Emma and I said our goodbyes to Wendy and one of her sons a few days ago. It was very hard to do. Emma and I sat down with her son while Wendy continued to finish cleaning her house. It was the last run through before she pulled her trailer away from home. When she closed her door for the last time, I took one look at her son – the son I cherished before he was born – and I lost it. I won’t be watching those boys grow any more. We won’t be heading to any football or soccer games. We won’t be having playdates at the park. We won’t be at the same high school graduation when the time comes. All of this ran through my mind. I looked at Wendy and cried some more. I know life takes us all in different directions. I know that friendships will continue across country. But saying goodbye was just hard to do.

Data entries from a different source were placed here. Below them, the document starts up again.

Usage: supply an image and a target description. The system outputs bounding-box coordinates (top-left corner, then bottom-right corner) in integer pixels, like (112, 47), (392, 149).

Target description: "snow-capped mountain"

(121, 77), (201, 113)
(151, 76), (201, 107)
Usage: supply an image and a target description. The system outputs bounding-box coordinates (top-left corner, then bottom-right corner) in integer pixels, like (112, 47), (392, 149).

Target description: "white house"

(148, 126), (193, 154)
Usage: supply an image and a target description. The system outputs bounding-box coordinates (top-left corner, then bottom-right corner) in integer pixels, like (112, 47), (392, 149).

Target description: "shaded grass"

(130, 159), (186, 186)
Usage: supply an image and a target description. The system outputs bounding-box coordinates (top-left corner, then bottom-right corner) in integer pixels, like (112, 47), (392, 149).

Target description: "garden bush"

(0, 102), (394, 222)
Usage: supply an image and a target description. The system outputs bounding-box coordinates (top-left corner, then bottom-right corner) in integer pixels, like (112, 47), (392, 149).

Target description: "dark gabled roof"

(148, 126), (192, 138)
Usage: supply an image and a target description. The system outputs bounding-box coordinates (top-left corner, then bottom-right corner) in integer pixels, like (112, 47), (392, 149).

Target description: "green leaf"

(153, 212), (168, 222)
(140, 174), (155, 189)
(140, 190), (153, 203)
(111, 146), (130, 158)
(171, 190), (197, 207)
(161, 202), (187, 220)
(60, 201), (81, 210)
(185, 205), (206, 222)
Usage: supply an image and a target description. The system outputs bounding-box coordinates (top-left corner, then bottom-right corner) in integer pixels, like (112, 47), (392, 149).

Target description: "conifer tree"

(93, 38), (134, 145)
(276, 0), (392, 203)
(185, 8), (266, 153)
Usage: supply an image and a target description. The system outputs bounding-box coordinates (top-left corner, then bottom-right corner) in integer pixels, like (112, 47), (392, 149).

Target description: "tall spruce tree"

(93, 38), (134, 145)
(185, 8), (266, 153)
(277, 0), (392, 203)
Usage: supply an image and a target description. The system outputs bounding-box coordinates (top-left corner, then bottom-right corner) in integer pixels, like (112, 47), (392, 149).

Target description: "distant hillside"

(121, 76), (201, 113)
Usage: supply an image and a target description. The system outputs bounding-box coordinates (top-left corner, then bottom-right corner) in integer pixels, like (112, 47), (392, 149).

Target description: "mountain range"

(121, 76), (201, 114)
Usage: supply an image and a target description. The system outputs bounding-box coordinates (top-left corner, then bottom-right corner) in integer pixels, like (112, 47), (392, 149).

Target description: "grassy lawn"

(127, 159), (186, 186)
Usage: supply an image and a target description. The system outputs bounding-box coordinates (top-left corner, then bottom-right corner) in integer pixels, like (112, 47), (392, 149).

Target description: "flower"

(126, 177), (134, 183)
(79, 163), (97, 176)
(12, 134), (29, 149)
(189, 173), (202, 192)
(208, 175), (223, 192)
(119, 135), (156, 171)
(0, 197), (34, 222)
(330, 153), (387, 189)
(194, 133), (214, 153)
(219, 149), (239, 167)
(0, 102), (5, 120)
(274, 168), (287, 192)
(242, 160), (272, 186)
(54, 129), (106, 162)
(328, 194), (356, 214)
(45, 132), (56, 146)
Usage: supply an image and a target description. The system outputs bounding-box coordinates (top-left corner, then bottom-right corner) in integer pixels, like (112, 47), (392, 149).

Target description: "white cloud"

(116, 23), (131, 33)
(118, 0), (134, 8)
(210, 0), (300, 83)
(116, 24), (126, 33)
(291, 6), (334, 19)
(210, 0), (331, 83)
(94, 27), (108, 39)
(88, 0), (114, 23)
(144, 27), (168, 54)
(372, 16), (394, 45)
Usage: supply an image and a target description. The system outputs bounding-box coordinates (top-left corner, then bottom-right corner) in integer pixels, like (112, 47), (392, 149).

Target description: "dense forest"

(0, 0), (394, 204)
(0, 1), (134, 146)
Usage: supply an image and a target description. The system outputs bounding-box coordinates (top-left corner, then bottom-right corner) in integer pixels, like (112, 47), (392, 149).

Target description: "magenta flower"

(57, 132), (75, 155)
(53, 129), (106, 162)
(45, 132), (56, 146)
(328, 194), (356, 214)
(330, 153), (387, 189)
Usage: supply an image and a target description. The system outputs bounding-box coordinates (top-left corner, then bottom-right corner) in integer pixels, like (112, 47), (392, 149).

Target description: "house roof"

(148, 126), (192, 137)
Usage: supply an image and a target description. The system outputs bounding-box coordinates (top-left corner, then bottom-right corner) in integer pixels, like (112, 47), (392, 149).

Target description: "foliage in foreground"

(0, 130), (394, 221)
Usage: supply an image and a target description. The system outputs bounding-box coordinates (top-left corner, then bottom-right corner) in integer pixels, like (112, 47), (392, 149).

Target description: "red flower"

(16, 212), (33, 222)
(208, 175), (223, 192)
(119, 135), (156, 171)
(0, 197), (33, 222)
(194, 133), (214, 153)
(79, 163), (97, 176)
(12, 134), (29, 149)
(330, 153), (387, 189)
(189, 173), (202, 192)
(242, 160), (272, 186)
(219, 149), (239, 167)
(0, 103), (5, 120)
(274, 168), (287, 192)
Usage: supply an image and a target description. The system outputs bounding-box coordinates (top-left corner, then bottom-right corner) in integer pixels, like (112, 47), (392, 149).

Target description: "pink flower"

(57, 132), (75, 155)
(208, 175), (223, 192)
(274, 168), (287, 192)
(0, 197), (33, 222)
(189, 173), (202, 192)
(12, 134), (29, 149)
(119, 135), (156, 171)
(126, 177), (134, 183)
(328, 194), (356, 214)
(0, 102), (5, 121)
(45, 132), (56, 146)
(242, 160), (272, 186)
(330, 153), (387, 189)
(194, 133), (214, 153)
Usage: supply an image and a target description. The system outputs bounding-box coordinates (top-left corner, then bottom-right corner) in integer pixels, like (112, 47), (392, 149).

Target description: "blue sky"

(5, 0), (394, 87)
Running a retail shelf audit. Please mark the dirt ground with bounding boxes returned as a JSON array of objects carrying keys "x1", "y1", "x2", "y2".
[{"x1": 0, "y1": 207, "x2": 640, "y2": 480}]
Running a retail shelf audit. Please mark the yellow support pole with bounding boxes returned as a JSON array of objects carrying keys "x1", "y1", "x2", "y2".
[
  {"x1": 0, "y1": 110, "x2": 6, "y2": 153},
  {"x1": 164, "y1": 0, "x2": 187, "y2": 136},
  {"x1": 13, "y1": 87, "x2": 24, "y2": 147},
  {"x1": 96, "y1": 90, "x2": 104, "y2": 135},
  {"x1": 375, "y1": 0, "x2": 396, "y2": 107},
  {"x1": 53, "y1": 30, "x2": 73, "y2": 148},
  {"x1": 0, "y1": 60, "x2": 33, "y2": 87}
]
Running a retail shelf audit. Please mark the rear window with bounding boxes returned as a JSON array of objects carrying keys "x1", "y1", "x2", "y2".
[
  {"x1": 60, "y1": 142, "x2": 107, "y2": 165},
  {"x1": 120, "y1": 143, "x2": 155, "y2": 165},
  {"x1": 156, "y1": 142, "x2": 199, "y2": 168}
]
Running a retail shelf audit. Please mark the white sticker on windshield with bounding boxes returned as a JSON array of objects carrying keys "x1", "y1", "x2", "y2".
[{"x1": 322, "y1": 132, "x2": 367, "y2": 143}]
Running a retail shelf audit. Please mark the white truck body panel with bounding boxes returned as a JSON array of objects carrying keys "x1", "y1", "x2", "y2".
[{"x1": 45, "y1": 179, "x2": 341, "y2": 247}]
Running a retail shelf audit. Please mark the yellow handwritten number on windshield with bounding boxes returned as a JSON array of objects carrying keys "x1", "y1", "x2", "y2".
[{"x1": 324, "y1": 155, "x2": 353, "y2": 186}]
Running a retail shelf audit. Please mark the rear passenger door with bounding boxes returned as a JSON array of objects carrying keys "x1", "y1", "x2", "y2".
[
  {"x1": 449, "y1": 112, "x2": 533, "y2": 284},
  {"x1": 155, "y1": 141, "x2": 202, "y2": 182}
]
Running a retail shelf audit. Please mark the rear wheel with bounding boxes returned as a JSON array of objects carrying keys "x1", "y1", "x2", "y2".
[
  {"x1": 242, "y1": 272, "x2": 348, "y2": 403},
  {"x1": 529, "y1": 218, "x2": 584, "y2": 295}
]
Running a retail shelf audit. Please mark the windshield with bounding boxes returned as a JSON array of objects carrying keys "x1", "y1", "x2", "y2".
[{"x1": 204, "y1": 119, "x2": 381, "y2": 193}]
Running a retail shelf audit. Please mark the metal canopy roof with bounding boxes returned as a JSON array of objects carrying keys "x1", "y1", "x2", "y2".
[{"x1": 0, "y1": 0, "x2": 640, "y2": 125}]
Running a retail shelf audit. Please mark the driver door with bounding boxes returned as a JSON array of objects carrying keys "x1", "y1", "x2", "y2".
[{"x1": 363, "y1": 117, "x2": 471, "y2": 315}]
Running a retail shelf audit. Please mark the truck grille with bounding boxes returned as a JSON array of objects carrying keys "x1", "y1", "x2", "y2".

It has been difficult driving home and not seeing her car parked outside her house. I know the new chapter and journey in her life will be fantastic and is very well deserved, but I can’t help miss that family already. I took for granted the fact that they were just down the street, something I have realized I should never do. Cancer taught me to love unconditionally, to cherish each of those moments as it is the last. This move is just a reminder to continue doing that.
Love has taken that family away from the community they were born and raised in, where many of their family and friends still reside. If I were in their shoes, I would follow love too. In fact, I did! It brought me to a community I love and friends that I adore. I know that if I need to talk, I could always pick up the phone. She’ll no longer be down the street to pop in for a visit, but I know she’ll always be there.